A company applying IFRS S2 must also apply IFRS S1. The two standards share the same four-pillar structure, which means companies already familiar with TCFD reporting will find the transition to ISSB Standards relatively straightforward.

One practical distinction: IFRS S1 allows companies to use reasonable and supportable information available without undue cost or effort. This proportionality mechanism means the standard is designed to work across companies of different sizes and reporting maturity, not just large multinationals with dedicated sustainability teams.

Why does IFRS S1 matter for sustainability and compliance managers?

For anyone responsible for sustainability reporting at a company without a large internal team, IFRS S1 represents a significant shift in how companies are expected to produce and present sustainability information.

The standard moves sustainability disclosures firmly into the financial reporting domain. Sustainability-related information must cover the same reporting period as the company's financial statements, be subject to the same quality standards (relevance, faithful representation, comparability, verifiability), and support assurance.

This has practical implications:

  • Sustainability data needs to be traceable, documented, and defensible, not just directionally accurate
  • Companies need to clearly define and disclose governance structures around sustainability
  • Metrics must be consistent year-on-year to allow investors to track progress

For companies that have previously relied on narrative sustainability reports or high-level carbon estimates, IFRS S1 raises the bar considerably.

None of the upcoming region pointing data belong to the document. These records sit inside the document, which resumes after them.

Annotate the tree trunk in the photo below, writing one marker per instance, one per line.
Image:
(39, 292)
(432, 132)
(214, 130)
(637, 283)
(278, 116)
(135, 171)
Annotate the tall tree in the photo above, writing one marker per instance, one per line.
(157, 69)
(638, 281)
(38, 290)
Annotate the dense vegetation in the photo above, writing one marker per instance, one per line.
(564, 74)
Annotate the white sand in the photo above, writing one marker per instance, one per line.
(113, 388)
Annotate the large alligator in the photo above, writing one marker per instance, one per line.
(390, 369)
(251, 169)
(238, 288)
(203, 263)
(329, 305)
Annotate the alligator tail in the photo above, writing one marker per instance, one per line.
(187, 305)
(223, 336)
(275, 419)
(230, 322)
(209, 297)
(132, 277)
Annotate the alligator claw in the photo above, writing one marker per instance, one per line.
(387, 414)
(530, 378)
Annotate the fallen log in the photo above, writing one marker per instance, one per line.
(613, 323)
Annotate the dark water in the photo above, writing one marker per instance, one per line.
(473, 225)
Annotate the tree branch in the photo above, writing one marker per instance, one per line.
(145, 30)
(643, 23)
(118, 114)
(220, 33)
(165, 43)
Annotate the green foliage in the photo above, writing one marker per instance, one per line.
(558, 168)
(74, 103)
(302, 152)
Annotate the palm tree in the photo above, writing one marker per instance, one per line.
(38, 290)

The standard expects disclosures that are specific, connected to financial outcomes, and grounded in a documented methodology.

Which companies need to comply with IFRS S1?

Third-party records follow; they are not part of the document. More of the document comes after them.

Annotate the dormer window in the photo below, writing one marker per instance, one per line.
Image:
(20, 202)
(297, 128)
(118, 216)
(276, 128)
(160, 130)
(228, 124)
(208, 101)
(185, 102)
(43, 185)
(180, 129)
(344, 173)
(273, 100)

IFRS S1 is not automatically mandatory in every country. The ISSB publishes the standard; individual jurisdictions decide whether and how to adopt it into their regulatory frameworks.

As of 2025, a growing number of jurisdictions have adopted or are in the process of adopting ISSB Standards, including the UK (through the UK Sustainability Reporting Standards process), Australia, Canada, Singapore, and several others. The International Organization of Securities Commissions (IOSCO) has endorsed the ISSB Standards and encouraged their adoption globally.

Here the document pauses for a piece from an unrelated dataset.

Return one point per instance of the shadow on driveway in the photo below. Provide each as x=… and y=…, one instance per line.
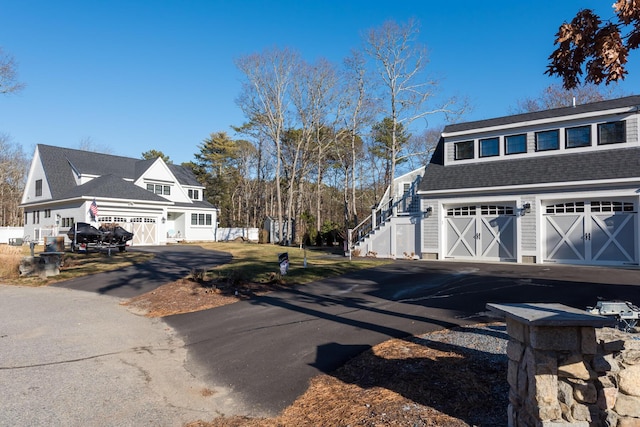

In practice, IFRS S1 is most immediately relevant to:

  • Listed companies in jurisdictions that have adopted ISSB Standards into regulation
  • Companies that report under IFRS Accounting Standards
  • Companies responding to investor or lender requests for sustainability-related financial information aligned with a recognised global standard

Even where IFRS S1 is not yet mandatory, many companies are voluntarily aligning their sustainability disclosures with the standard to meet investor expectations and prepare for future regulatory requirements.

What does IFRS S1 mean for carbon accounting?

IFRS S1 does not prescribe a specific methodology for measuring carbon emissions, but it does require companies to disclose the metrics they use and to apply them consistently. For companies that have not yet established a rigorous carbon accounting process, IFRS S1 creates a clear incentive to do so.

Accurate, full-scope carbon data (covering Scopes 1, 2, and 3 in line with the GHG Protocol) is the foundation on which companies build credible IFRS S1 disclosures. Without it, companies cannot meaningfully disclose the financial effects of climate-related risks, set credible targets, or demonstrate progress over time.

This is where tools like Seedling become relevant. Companies that need to produce GHG Protocol-aligned carbon data, with clear methodology documentation and year-on-year consistency, are better positioned to meet the disclosure quality that IFRS S1 expects, without building an internal sustainability function from scratch.

The direction of travel is clear: sustainability disclosures are converging with financial reporting standards. Companies that invest in high-quality carbon data now are building the foundation for credible IFRS S1 compliance as adoption spreads across jurisdictions.